Praticamente tutti gli attori del conflitto siriano – una ‘guerra civile’ divenuta fin da subito una ‘guerra per procura’ tra potenze regionali e mondiali – temono la costituzione di una sorta di semistato curdo che dal nord della Siria possa espandersi alla Turchia e all’Iran (i curdi iracheni, per ora, sono invece stabilmente vincolati ai non sempre coincidenti interessi di Turchia, Stati Uniti e Israele). E così alcune delle alleanze stabilite negli ultimi mesi sono rapidamente mutate, con la Russia che ha deciso di chiudere un occhio di fronte all’offensiva turca contro i curdi in nome di un avvicinamento col regime turco che potrebbe rompere l’isolamento internazionale che numerosi paesi competitori tentano di imporre a Mosca. Lo stesso dicasi per Washington, che tenta di non perdere la collaborazione dei curdi siriani – unica forza di terra a sua disposizione in Siria dopo il fallimento dei suoi piani rispetto all’Esercito Siriano Libero ormai sotto il ferreo controllo di Ankara – ma anche di non perdere del tutto una alquanto precaria relazione con la Turchia, bastione della Nato in Medio Oriente. In un contesto del genere i curdi siriani si sono ritrovati ad essere un vero e proprio ‘vaso di coccio’ in mezzo a potenti e spregiudicati ‘vasi di ferro’. La scelta da parte della dirigenza del Pyd di cercare di sfruttare la sfrenata competizione tra i vari attori della guerra siriana, alleandosi su fronti opposti con Washington e Mosca per conquistare posizioni sfruttando la propria forza sul terreno, sembra ora subire un pericoloso effetto boomerang di fronte alle capriole di Russia e Stati Uniti.
Ma la tendenza a strafare che contraddistingue il regime islamo-nazionalista turco sia al proprio interno sia sul piano internazionale potrebbe causare presto un ulteriore mutamento dello scenario. La speranza per i curdi è che la spregiudicatezza del regime turco, che sembra non rispettare gli inviti alla “moderazione” – cessando l’invasione della Siria – che provengono da Washington, Mosca, Damasco e Teheran, spinga le varie potenze a mollare Erdogan e forse addirittura a coalizzarsi contro Ankara per bloccarne i piani.
In un suo intervento invece il primo ministro turco ha anche affermato esplicitamente di voler normalizzare i rapporti non solo con l’Egitto – paese in cui finora Ankara ha sostenuto i Fratelli Musulmani, scalzati dal potere da un colpo di stato militare – ma anche con il governo siriano. “Noi abbiamo normalizzato i nostri rapporti con la Russia e con Israele.
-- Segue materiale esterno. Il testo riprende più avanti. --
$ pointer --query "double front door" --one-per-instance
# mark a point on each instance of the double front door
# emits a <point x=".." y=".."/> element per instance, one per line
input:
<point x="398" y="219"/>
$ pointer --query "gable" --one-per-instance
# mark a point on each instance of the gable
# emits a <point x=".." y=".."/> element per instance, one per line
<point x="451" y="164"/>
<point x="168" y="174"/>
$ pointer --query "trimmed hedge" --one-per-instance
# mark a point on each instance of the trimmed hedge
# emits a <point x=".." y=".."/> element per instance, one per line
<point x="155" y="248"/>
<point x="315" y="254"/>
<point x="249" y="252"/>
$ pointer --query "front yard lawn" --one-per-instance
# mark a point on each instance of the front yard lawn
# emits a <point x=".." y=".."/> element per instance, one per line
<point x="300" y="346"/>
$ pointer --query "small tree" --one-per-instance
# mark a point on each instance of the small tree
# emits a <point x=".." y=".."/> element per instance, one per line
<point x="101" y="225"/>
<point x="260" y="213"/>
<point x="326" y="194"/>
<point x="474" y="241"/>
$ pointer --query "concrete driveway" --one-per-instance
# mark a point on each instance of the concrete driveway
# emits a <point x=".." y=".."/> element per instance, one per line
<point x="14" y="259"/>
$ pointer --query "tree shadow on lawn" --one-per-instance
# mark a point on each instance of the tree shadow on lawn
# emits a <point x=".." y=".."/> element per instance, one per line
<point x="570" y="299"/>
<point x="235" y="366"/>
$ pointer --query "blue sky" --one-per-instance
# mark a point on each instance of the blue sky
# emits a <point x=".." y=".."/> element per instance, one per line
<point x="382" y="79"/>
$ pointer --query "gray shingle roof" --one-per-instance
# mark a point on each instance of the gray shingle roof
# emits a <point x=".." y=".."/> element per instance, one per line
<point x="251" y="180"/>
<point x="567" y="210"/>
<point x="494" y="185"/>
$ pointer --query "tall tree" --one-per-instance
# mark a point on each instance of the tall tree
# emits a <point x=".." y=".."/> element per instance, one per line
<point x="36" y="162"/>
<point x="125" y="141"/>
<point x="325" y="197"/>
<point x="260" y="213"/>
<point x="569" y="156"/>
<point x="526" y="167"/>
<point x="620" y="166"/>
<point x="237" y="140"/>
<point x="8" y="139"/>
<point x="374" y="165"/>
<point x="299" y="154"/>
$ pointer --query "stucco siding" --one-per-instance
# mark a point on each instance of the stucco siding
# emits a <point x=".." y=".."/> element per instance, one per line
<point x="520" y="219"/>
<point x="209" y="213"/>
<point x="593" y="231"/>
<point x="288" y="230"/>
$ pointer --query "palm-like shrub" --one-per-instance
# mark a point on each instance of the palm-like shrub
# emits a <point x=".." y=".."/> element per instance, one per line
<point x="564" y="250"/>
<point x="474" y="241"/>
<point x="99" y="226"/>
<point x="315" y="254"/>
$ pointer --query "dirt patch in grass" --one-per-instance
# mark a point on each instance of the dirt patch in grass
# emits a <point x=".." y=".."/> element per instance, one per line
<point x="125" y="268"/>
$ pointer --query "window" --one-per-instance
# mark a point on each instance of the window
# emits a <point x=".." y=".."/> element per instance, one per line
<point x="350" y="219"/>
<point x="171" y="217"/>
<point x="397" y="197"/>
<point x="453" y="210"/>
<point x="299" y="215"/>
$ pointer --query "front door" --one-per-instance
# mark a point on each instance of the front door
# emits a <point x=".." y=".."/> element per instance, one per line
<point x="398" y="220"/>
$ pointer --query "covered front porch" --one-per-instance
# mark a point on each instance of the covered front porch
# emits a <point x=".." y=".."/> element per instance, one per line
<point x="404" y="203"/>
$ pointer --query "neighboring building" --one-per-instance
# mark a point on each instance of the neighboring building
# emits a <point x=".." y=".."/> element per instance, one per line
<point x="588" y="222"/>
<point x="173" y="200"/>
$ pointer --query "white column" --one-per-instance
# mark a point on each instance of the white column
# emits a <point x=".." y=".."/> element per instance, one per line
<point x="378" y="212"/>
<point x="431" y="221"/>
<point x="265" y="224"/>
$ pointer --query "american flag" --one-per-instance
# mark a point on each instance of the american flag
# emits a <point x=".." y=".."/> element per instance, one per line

Al momento, se Dio vuole, la Turchia ha assunto un’iniziativa seria per normalizzare i rapporti con Egitto e Siria”, ha dichiarato Binali Yildirim in un discorso trasmesso in tv.
Da anni la Turchia sostiene le organizzazioni jihadiste e islamiste che combattono contro il governo di Damasco per rovesciarlo, ma negli ultimi tre mesi la posizione di Ankara sembra almeno formalmente mutata, lasciando intendere che Assad possa rimanere al potere in una eventuale fase di transizione verso un regime che includa anche le forze sponsorizzate dalla Turchia.
Da parte sua il presidente russo Vladimir Putin ha affermato nel corso di un’intervista a Bloomberg che Mosca e Washington potrebbero presto raggiungere un accordo di cooperazione per quanto riguarda la Siria. “Secondo me stiamo gradualmente andando nella giusta direzione e non escludo che saremo in grado di accordarci su qualcosa in un prossimo futuro e presentare i nostri accordi alla comunità internazionale”, ha detto Putin. Tra i funzionari russi e americani sono in corso complessi negoziati a Ginevra, che includono anche una eventuale collaborazione militare contro lo Stato islamico e altri gruppi jihadisti attivi nel paese.